Nurdin Abdullah Genjot Bank Sulselbar Jadi Bank Devisa

Penulis: Fathul Khair - Arfa Ramlan
Editor: Nur Hidayat Said
Nurdin Abdullah Genjot Bank Sulselbar Jadi Bank Devisa
Gubernur Sulsel, Nurdin Abdullah (kiri), dalam Rapat Umum Pemegang Saham Luar Biasa (RUPS LB) Bank Sulselbar, di Hotel The Rinra, Jumat (2/11/2018). (Foto: Arfa Ramlan)

RAKYATKU.COM, MAKASSAR - Gubernur Sulawesi Selatan, Nurdin Abdullah, mendorong Bank Sulselbar menjadi bank devisa.
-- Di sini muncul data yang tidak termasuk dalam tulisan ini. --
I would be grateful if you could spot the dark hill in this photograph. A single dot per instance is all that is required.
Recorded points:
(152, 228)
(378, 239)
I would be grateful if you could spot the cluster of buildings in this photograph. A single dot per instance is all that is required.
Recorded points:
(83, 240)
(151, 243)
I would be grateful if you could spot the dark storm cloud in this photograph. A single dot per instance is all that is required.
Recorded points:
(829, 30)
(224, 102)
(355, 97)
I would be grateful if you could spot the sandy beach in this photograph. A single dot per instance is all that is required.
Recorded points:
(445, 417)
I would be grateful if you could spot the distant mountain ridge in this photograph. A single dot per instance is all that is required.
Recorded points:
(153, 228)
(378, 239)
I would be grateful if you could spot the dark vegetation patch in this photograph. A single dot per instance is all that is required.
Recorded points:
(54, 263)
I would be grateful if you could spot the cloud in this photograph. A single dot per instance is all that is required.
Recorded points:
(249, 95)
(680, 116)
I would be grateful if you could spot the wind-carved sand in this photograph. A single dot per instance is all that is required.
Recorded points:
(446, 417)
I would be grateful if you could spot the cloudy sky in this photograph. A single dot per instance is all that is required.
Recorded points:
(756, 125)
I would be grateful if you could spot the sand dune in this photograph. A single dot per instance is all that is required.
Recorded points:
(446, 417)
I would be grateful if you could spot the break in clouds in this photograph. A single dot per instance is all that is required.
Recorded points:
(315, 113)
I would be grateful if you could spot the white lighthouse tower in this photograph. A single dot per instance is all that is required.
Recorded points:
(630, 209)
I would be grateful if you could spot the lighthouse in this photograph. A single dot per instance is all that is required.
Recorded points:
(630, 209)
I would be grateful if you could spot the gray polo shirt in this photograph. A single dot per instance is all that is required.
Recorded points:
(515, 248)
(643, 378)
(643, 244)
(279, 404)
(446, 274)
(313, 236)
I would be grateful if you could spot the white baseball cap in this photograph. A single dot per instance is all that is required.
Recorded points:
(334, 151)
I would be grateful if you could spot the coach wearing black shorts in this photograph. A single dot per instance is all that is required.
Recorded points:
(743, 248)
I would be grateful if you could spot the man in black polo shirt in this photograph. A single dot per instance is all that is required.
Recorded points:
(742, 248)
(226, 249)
Hal itu disampaikan Nurdin dalam Rapat Umum Pemegang Saham Luar Biasa (RUPS LB) Bank Sulselbar, di Hotel The Rinra, Jumat (2/11/2018).

"Jadi yang pasti kita berharap, BPD (Bank Sulselbar) harus menjadi bank devisa. Karena kalau tidak, sayang investasi masuk ke Sulsel, kita tidak mendapat apa-apa," ujar Nurdin.

Nurdin menekankan transformasi Bank Sulselbar ke bank devisa, bisa dilakukan secepatnya. Ada sejumlah hal yang harus dilakukan, kata Nurdin, untuk menunjang Bank Sulselbar menjadi bank devisa.

"Yang pasti bagi kita, BPD harus menjadi champions di Sulsel. Makanya sesegera mungkin jadi bank devisa," tambah mantan Bupati Bantaeng dua periode ini.

"Kita tadi kritik, supaya SDM diperbaiki. IT diperbaiki. SDM yang bagus, akan meningkatkan kapasitas perbankan kita," lanjutnya.

Dalam RUPS itu, juga dibahas penambahan saham Pemprov Sulsel. Pemprov Sulsel akan menambah sahamnya terus di Bank Sulselbar sesuai aturan hingga 51 persen.

"Kan orang terus nambah, kita gak nambah. Akhirnya kita menjadi mengecil. Jadi intinya kita harus jadi bank devisa. Coba lihat bank BJB (Bank Jabar Banten) yang berkembang pesat," pungkasnya.